L’incipit della settimana: Carlo Greppi, Bruciare la frontiera
Non è che si diventa grandi così, un giorno, perché è scritto sul calendario.
La prima volta che Francesco aveva avuto la netta sensazione di essere grande – di essere qualcosa di compiuto, definito – era stato cinque anni prima, più o meno. Una mattina di quelle con il cielo che promette pioggia, in terza media. L’aria gli arrivava in faccia nonostante il cappuccio e la sciarpa tirata sopra il naso – i guanti no, quelli non li metteva mai perché le mani erano sempre in tasca. Aspettava gli altri davanti a scuola: visto che era quello che abitava più vicino di tutti arrivava sempre un po’ prima e si appollaiava sulla ringhiera. Ricorda il freddo alle dita, ricorda quella sensazione di essere vivo e di avere dei pensieri suoi, ma proprio suoi.

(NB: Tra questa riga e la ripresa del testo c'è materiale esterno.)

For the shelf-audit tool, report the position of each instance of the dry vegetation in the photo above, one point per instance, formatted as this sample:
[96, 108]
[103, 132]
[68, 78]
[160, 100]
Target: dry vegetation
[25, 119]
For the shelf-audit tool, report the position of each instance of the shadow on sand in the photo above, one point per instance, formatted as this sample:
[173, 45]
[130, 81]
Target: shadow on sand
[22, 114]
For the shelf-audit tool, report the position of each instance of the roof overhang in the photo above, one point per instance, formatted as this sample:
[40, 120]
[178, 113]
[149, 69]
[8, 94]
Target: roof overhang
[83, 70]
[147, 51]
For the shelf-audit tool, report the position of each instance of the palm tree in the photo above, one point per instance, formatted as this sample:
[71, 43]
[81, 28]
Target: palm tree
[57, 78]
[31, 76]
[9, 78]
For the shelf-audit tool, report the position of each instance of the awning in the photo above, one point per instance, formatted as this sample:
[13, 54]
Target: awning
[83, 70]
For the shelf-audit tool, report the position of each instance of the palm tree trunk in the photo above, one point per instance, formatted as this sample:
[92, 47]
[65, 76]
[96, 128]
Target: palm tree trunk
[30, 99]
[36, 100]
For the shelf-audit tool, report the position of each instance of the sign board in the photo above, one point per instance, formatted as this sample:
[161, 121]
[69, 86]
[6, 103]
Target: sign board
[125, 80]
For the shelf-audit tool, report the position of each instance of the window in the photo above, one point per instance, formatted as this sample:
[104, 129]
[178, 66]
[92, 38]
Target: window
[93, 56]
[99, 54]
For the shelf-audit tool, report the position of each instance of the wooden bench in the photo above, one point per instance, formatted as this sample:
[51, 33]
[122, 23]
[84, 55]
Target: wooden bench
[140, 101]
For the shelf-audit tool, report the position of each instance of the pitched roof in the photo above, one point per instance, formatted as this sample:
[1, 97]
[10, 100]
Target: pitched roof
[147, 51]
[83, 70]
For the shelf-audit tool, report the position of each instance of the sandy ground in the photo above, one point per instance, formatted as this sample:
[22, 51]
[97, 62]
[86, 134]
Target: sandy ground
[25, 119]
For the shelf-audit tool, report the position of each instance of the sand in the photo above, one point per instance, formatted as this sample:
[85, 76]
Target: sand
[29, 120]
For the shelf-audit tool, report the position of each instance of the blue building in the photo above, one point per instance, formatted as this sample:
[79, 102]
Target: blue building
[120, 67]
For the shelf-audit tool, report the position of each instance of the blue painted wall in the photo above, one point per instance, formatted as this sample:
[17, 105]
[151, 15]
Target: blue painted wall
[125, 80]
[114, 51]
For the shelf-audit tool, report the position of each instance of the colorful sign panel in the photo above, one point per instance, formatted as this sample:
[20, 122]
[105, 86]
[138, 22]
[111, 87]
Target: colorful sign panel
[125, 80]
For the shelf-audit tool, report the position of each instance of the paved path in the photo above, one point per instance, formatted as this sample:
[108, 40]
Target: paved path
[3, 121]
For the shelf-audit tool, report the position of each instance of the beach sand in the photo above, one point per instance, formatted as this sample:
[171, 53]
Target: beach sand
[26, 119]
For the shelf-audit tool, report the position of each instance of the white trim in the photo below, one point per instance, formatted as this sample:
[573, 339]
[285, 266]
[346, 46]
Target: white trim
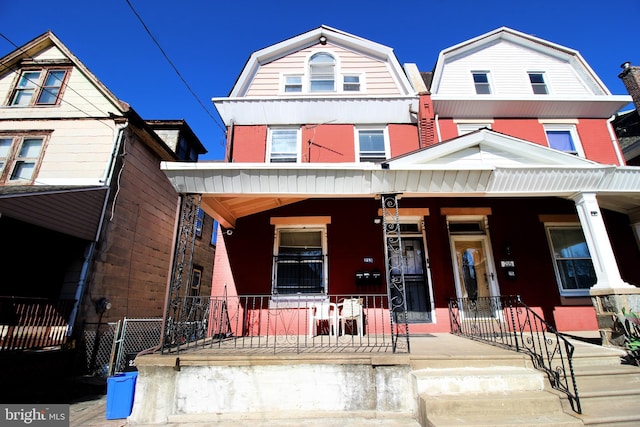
[356, 139]
[573, 225]
[571, 128]
[270, 131]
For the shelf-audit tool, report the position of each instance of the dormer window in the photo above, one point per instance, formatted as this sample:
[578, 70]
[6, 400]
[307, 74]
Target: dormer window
[322, 68]
[292, 84]
[39, 87]
[538, 84]
[481, 82]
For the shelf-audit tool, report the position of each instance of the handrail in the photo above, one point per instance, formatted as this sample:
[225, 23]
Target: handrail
[507, 322]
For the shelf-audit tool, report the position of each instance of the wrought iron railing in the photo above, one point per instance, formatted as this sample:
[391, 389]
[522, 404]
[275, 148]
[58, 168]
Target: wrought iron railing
[508, 322]
[321, 323]
[33, 323]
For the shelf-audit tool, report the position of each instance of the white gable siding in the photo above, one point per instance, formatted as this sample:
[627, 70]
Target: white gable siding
[77, 152]
[80, 97]
[376, 77]
[508, 64]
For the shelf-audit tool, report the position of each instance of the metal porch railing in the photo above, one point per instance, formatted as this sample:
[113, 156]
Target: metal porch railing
[290, 323]
[508, 322]
[33, 323]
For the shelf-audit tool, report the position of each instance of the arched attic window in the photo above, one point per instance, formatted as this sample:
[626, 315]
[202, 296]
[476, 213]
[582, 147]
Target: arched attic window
[322, 77]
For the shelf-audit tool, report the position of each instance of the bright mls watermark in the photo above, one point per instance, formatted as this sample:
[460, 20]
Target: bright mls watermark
[34, 415]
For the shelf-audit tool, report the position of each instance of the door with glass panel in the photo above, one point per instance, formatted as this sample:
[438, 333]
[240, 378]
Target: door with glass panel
[475, 274]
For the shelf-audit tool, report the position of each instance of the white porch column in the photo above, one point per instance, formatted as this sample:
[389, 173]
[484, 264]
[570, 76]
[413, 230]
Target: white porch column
[595, 233]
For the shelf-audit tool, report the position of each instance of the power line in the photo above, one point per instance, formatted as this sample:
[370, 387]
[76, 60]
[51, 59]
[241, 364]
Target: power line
[173, 66]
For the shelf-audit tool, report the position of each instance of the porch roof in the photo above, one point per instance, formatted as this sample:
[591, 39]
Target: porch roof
[234, 190]
[483, 163]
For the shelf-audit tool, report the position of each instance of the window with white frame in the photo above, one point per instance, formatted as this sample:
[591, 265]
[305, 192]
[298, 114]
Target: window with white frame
[372, 144]
[481, 82]
[571, 258]
[322, 73]
[465, 128]
[563, 138]
[538, 84]
[39, 87]
[351, 83]
[293, 84]
[283, 145]
[300, 260]
[19, 157]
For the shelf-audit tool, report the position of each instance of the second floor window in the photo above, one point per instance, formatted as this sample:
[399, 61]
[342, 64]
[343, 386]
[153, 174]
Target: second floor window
[322, 73]
[564, 138]
[372, 145]
[19, 157]
[283, 145]
[481, 82]
[538, 84]
[38, 87]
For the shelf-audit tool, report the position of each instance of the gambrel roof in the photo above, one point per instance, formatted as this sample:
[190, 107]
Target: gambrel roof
[507, 55]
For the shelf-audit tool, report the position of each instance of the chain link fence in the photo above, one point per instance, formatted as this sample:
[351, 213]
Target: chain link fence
[111, 347]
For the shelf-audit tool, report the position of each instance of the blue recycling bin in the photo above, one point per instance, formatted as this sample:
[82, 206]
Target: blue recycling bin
[120, 390]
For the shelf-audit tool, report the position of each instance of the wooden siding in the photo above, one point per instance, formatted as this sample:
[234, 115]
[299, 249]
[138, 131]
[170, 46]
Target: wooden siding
[81, 98]
[77, 153]
[134, 259]
[508, 64]
[376, 78]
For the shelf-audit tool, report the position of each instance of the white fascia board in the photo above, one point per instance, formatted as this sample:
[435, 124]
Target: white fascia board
[304, 110]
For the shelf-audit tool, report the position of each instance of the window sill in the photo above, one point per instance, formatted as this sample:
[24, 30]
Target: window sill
[295, 301]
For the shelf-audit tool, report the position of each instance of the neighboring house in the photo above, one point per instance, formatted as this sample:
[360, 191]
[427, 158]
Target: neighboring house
[627, 124]
[505, 172]
[90, 217]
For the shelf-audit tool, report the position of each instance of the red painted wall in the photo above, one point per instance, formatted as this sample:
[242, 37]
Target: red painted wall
[403, 139]
[329, 144]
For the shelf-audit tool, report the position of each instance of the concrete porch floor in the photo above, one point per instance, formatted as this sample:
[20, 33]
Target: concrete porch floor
[438, 346]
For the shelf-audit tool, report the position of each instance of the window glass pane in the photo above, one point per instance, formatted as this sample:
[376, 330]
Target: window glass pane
[31, 148]
[23, 170]
[537, 83]
[560, 140]
[371, 140]
[5, 146]
[481, 82]
[29, 79]
[573, 260]
[322, 73]
[299, 263]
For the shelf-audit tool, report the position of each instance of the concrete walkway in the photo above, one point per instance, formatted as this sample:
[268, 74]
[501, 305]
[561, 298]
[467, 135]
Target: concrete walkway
[91, 413]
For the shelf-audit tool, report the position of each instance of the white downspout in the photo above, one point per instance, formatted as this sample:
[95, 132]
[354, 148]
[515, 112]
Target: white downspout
[614, 141]
[438, 127]
[84, 272]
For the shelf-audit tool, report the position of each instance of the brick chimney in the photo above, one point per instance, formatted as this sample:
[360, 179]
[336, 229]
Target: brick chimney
[630, 76]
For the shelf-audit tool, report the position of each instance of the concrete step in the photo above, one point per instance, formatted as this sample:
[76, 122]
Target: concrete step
[477, 380]
[537, 408]
[296, 419]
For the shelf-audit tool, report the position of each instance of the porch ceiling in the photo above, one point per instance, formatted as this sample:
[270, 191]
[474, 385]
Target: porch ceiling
[75, 211]
[231, 190]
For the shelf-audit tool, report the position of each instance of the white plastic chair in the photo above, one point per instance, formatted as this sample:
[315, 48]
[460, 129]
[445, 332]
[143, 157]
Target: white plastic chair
[320, 311]
[351, 309]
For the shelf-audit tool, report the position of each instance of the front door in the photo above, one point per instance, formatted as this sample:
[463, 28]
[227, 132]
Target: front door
[416, 281]
[474, 271]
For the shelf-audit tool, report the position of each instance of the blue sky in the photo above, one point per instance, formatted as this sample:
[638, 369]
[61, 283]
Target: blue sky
[209, 42]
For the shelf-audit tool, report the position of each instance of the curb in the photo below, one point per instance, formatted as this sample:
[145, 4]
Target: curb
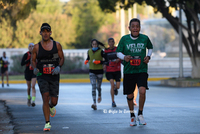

Però un giorno così lo aspetti tutta la vita, in realtà. In quel momento per il resto del mondo – per quel resto del mondo che hai passato gran parte del tempo a combattere, o almeno a evitare – tu incominci a esistere. Il diritto di voto, firmarsi le giustifiche, le cose che ti fanno sentire cresciuto veramente. La patente, anche se la macchina te la potrai permettere se va bene tra quindici anni.
Francesco salta sulla bici e parte, la musica nelle orecchie.
Carlo Greppi, Bruciare la frontiera, Feltrinelli UP, 2018, pp. 176, €13.